Thumbscrew
Now, people know what this contraption is? These are thumb screws. Thumbscrews are basically an instrument of torture.
They would be used on a slave ship in the aftermath, especially of an uprising, and insurrection in which the ring leaders would have their thumbs placed under the metal loops, the key turned producing a kind of pain that is almost indescribable from what I can learn of it.
Leaving a man in that condition for hours if not days and after which the thumb might have to be amputated. In his parliamentary testimony, John Newton said, “I have known slave ship captains to use thumbscrews that produce the most excruciating pain among the enslaved”.
I dare say he did know it because he himself had used them as he describes in his journal, and moreover folks, he used them on children on one occasion because he thought they had passed tools to the men through the gratings which they then used to get out of their irons and to try to rise up and capture the ship. (Talk given by Marcus Rediker in November 2007 at Merseyside Maritime Museum, Liverpool Museum)

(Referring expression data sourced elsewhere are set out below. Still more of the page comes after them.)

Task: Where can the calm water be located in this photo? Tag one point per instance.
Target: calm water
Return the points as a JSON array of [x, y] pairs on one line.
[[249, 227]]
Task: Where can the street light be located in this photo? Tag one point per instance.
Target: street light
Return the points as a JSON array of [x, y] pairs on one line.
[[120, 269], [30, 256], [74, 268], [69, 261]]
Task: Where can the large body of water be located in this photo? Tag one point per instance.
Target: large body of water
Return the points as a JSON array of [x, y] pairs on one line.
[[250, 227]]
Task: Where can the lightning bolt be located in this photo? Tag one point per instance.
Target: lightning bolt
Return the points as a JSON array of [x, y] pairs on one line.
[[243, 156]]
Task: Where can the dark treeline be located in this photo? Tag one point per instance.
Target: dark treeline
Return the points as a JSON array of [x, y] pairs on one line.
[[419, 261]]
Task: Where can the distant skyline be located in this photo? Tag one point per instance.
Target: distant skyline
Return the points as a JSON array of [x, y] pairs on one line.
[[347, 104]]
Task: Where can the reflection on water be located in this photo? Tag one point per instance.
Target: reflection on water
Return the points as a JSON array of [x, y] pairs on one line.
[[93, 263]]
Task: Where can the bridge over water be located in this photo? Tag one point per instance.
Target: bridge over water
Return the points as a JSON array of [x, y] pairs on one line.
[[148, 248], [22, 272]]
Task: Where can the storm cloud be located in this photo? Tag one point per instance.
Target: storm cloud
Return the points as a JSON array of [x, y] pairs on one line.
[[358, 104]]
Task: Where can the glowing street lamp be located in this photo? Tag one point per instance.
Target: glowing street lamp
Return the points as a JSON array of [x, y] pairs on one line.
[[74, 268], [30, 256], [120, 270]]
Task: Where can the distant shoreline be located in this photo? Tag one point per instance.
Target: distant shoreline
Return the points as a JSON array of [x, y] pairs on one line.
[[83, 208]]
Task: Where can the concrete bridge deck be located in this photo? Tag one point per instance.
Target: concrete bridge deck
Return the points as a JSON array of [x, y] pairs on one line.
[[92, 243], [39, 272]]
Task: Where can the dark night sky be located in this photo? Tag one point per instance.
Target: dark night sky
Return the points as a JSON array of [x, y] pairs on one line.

The thumbscrews or pilliwinks is a torture instrument which was first used in medieval Europe. It is a simple vice, sometimes with protruding studs on the interior surfaces. The victim's thumbs or fingers were placed in the vice and slowly crushed. The thumbscrew was also applied to crush prisoners' big toes. The crushing bars were sometimes lined with sharp metal points to puncture the nails and inflict greater pain in the nail beds. Larger, heavier devices based on the same design principle were applied to crush knees and elbows.